12 novembre. — J’ai eu hier avec mon patron une autre entrevue qui a été intéressante et ne m’a pas été trop désagréable. George a bien employé son temps depuis mon retour.

— Je ne pense pas que nous ayons à craindre aucune opposition de la part d’enfants ou de petits enfants de Susan Meynell, m’a-t-il dit. J’ai trouvé le registre dans lequel figure la preuve qu’elle a été enterrée dans le cimetière de l’église Saint Giles. Et elle est inscrite sur ce registre sous son nom de fille, et, dans un coin du cimetière, existe encore une tombe couverte d’une simple pierre, sur laquelle sont gravés les noms de Susan Meynell, décédée le 14 juillet 1835 ; très-regrettée ; puis le texte relatif au pécheur qui se repent, et cætera, dit Sheldon, comme s’il n’eût pas eu envie de s’arrêter sur une vérité si rebattue.

« — Mais, commençai-je, elle peut avoir été mariée en dépit de…

« — Oui, cela se peut, répliqua immédiatement Sheldon ; mais comme vous voyez, il est probable que cela n’a pas eu lieu. Si elle eût été mariée, elle l’eût dit à sa sœur, dans sa dernière lettre, ou lorsqu’elles se sont rencontrées.

« — Mais alors, elle n’avait pas sa tête, le délire commençait.

« — Non, pas pendant tout le temps. Elle avait encore assez de présence d’esprit pour parler de ses chagrins passés, de ses enfants, si elle en avait jamais eu. De plus, si elle avait été mariée, il est probable qu’elle n’eût pas erré aussi misérablement de par le monde. Non, soyez sûr que nous n’avons rien à redouter de ce côté. La personne que nous avons à craindre, c’est mon frère.

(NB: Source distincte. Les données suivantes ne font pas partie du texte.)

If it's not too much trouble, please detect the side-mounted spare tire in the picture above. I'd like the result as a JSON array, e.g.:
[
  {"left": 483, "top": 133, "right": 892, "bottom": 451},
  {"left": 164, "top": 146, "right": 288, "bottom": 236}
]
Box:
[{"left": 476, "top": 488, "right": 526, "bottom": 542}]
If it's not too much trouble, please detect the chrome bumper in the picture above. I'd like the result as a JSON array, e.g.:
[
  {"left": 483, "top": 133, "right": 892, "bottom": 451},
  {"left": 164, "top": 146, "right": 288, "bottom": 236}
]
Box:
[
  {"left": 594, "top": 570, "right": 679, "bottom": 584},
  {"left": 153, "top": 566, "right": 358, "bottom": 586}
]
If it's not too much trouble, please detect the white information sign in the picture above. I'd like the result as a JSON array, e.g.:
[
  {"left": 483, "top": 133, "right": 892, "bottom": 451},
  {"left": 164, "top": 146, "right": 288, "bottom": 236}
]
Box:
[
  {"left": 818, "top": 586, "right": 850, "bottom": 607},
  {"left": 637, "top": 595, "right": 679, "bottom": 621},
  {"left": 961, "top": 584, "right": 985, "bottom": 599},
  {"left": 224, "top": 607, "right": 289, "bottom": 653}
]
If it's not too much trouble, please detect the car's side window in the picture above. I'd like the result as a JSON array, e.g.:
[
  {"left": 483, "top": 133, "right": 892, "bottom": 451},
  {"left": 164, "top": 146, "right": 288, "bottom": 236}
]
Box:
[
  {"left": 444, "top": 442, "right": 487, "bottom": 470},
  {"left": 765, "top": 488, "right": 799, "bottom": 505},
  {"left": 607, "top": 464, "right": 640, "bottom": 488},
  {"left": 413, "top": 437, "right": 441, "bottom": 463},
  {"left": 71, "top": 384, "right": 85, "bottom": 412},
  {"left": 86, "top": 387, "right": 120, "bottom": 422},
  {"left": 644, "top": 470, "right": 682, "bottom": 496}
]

« — Vous avez parlé l’autre jour d’un marché à faire avec lui, dis-je, je n’ai pas bien compris ce que vous entendiez par là. La fortune ne peut être réclamée que par Char… Mlle Halliday, et votre frère n’a aucun droit légal sur ce qui lui appartient.

« — Oh ! certainement non, répliqua Sheldon avec une impatience dédaigneuse, causée par mon peu de perspicacité ; mais mon frère se soucie bien de la légalité. Dans cette affaire, les idées de Mlle Halliday seront ses idées. Quand mon dossier sera assez complet pour entamer l’action, je ferai mon marché ; la moitié de la fortune pour moi le jour où elle sera recouvrée. Mlle Halliday devra en signer l’engagement avant que je me dessaisisse du moindre document ; or, dans l’état où en sont les choses, continua-t-il en me regardant très-fixement, l’exécution de cet engagement dépendra entièrement de Philippe.

« — Et quand ferez-vous vos ouvertures à M. Sheldon ? demandai-je, ne comprenant rien à la fixité de son regard.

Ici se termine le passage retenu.